Le diagnostic social n’a pas été retourné à la juridiction de sorte que le Tribunal ne dispose d’aucun élément financier la concernant.
Le décompte produit en demande laisse apparaître que le reliquat de loyer à sa charge, soit 159,95€, n’est pas intégralement réglé. Les deux derniers règlements effectués par Madame [Z] remontent au mois d’avril 2024 (110,00€) et novembre 2024 (100,00€).
Aussi, aucun délai ne lui sera octroyé.
Sur les frais irrépétibles et les dépens :
En application de l’article 700 du Code de Procédure Civile, « le juge condamne la partie tenue aux dépens ou qui perd son procès à payer à l’autre partie la somme qu’il détermine au titre des frais exposés et non compris dans les dépens. »
Madame [Z] [P] sera condamnée à payer la somme de 150,00€ à la SA HABITAT DU GARD au titre de l’article 700 du Code de Procédure Civile.
Aux termes de l’article 696 du même code, « la partie perdante est condamnée aux dépens, à moins que le juge, par décision motivée, n’en mette la totalité ou une fraction à la charge d’une autre partie. »

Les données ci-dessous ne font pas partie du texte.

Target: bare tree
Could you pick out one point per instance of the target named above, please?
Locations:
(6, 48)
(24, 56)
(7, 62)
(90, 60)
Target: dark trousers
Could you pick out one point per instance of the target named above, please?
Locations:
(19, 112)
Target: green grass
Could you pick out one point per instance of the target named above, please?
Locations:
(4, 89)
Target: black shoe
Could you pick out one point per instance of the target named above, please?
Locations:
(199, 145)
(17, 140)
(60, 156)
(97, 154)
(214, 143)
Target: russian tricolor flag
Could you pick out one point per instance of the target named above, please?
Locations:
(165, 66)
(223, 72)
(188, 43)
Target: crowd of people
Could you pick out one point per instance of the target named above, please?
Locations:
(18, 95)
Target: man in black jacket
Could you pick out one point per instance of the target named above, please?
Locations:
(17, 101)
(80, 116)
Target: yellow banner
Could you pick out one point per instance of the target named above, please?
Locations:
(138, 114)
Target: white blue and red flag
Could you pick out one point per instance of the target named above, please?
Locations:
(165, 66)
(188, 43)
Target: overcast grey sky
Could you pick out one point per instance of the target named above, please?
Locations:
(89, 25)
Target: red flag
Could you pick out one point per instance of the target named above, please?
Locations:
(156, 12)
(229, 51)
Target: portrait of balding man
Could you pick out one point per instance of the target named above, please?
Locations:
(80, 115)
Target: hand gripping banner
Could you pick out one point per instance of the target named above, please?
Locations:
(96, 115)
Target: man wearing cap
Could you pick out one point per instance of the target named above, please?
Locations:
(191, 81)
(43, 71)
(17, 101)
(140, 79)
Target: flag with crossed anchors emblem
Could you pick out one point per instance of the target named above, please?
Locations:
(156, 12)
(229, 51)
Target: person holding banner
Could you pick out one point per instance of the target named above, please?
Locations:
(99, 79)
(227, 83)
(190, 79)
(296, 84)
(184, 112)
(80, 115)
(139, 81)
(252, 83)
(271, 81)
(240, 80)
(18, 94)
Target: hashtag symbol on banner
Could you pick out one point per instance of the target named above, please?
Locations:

Madame [Z] [P] qui succombe, supportera les entiers dépens.
PAR CES MOTIFS :
Nous, Juge du Contentieux de la Protection statuant en référé par ordonnance contradictoire et en premier ressort :
Renvoyons les parties à mieux se pourvoir au principal, mais dès à présent, vu l’urgence,
Déclarons la demande en résiliation de bail diligentée par HABITAT DU GARD recevable et bien fondée;
Constatons l’acquisition de la clause résolutoire à son profit, et la résiliation du bail consenti à Madame [Z] [P] à la date du 18 septembre 2024;
En conséquence :
Ordonnons l’expulsion domiciliaire de Madame [Z] [P] ainsi que celle de tout occupant de son chef, du local d’habitation et des locaux accessoires sis à NIMES (30000), 4 rue du Colisée, 2ème étage, Appartement 28, avec le concours de la force publique et d’un serrurier, dans les formes et délais prescrits par les articles L411-1 et suivants du Code des procédures d’exécution ;
Condamnons Madame [Z] [P] à payer par provision à HABITAT DU GARD à compter du 1er octobre 2024 et jusqu’à libération ou reprise effective des lieux, une indemnité mensuelle d’occupation égale au montant du dernier loyer avec charges et subissant les augmentations légales,
Condamnons Madame [Z] [P] à payer par provision à HABITAT DU GARD la somme de 2143,40€ au titre de la dette locative arrêtée au 22 novembre 2024, avec intérêts au taux légal à compter de la présente ordonnance,
Déboutons HABITAT DU GARD de sa demande de dommages et intérêts,
Disons n’y avoir lieu à l’octroi de délais de paiement
Condamnons Madame [Z] [P] à payer à HABITAT DU GARD la somme de 150,00€ au titre de l’article 700 du CPC ;
Condamnons Madame [Z] [P] aux entiers dépens.
Ainsi prononcé les jour, mois et an susmentionnés.